Entrevista:O Estado inteligente

quinta-feira, agosto 03, 2006

“ISSO É CHAVISMO”, DIZ BORNHAUSEN



Ugo Braga
Correio Braziliense
3/8/2006

Oposição critica proposta de Constituinte para reforma política e compara Lula a presidente da Venezuela

O presidente nacional do PFL, senador Jorge Bornhausen (SC), classificou ontem como sinal de autoritarismo a articulação do Palácio do Planalto por uma Assembléia Nacional Constituinte no próximo ano. "Isso é prenúncio de chavismo", afirmou. A palavra "chavismo" refere-se ao presidente venezuelano Hugo Chávez, que depois de se eleger pela via democrática reformou a Constituição retirando poderes do parlamento e transferindo-os para si mesmo. "Mas nós estamos livres disso, porque ele (o presidente Luiz Inácio Lula da Silva, candidato à reeleição) será derrotado", falou Bornhausen.

A idéia de uma Constituinte exclusiva, admitida ontem por Lula e pelo ministro das Relações Institucionais, Tarso Genro, surpreendeu alguns governistas. O líder do governo no Senado, Romero Jucá (PMDB-RR), disse que não a conhecia. Soube por intermédio da reportagem do Correio. "Isso é novo ou inexistente. Pode ser que o Tarso Genro tenha dito uma coisa, e o Busato entendido outra", arriscou. O senador Tião Viana (PT-AC) também foi pego de surpresa. "Não estou sabendo de nada. Mas o Jucá deve saber", esquivou-se. Não sabia.

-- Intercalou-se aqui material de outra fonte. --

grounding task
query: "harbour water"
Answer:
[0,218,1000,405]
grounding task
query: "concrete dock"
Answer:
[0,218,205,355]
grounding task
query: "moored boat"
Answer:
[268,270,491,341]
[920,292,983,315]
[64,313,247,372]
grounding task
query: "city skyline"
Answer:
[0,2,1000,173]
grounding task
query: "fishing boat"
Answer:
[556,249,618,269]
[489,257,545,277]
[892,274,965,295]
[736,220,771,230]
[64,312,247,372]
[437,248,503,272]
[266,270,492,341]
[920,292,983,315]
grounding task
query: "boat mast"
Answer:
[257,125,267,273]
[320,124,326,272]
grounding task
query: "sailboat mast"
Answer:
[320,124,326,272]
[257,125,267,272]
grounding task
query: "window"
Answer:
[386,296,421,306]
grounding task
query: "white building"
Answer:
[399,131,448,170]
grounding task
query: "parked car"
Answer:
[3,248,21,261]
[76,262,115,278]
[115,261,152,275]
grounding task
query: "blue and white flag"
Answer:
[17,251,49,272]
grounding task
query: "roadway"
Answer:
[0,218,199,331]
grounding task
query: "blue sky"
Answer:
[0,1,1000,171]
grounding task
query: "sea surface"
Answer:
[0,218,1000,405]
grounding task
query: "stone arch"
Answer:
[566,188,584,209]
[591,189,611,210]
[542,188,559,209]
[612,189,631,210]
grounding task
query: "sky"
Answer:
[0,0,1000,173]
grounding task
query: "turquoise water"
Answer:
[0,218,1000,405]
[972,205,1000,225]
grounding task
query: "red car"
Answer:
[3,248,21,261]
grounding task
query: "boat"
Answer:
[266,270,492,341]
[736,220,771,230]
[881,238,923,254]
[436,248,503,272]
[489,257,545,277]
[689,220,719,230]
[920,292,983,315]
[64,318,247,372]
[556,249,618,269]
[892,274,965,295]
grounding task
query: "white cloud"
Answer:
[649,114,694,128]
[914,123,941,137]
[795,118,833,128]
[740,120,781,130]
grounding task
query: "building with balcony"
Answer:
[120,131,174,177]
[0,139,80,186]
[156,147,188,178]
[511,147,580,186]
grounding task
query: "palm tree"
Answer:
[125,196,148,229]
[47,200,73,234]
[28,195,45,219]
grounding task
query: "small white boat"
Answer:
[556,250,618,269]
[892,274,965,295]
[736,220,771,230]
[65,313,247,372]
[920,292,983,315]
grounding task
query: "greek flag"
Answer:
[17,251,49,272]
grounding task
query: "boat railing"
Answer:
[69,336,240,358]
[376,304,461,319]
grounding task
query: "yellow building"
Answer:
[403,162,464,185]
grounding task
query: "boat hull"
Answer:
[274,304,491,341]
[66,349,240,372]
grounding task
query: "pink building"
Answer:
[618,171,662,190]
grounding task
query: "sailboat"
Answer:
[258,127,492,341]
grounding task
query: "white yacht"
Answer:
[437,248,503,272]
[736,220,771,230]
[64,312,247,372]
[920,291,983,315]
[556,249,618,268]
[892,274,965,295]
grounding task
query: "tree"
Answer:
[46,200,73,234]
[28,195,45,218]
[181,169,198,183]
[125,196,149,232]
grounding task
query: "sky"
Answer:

Na Câmara, o líder do PSDB, Jutahy Magalhães Júnior (BA), também se surpreendeu. "Isso não tem nenhum cabimento", falou. "Nós temos é que fazer uma reforma política antes mesmo da posse do próximo Congresso. Mas primeiro vamos derrotar o Lula."

O líder do PFL no Senado, José Agripino Maia (RN), questionou o aspecto legal da tal idéia. "Uma Assembléia Nacional Constituinte tem que ser eleita com este fim específico. Ele (o presidente Lula) está sendo no mínimo precipitado. Até porque não tem autoridade moral nem política para patrocinar uma reforma constitucional. Que conversa é essa!", exclamou.

Exemplo do Chile
O único caminho para o presidente convocar uma Constituinte pela via democrática é a aprovação de uma emenda constitucional convocando eleições para escolha dos deputados e senadores-constituintes. A emenda pode ser enviada ao Congresso pelo Executivo, por um parlamentar ou por uma organização civil. O Planalto quer que a OAB o faça.

Ainda tentando entender do que se tratava, Tião Viana disse ao Correio que a Constituinte exclusiva "deve ser algo do tipo concertação, um pacto para algumas reformas estruturantes". O termo "consertação" é um neologismo da política brasileira. Refere-se à concertacion promovida por Felipe Gonzáles na Espanha, onde houve coalizão de forças de todos os partidos políticos, e no Chile, uma aliança entre liberais, conservadores e progressistas que se uniram para arrumar o país no fim da ditadura militar — e para isso, aceitaram governar juntos. Não é exatamente essa a idéia do governo Lula.

As poucas explicações dadas a respeito apontam para a realização da reforma política na Constituinte exclusiva. Mas a reforma política de que se fala desde a eclosão da crise — mudanças no Código Eleitoral, nos regimentos internos da Câmara e do Senado e alterações tópicas na Constituição — pode ser feita por um pacote de projetos de lei, projetos de resolução e propostas de emenda à Constituição. Nesse caso, a convocação de uma Assembléia Nacional Constituinte é desnecessária.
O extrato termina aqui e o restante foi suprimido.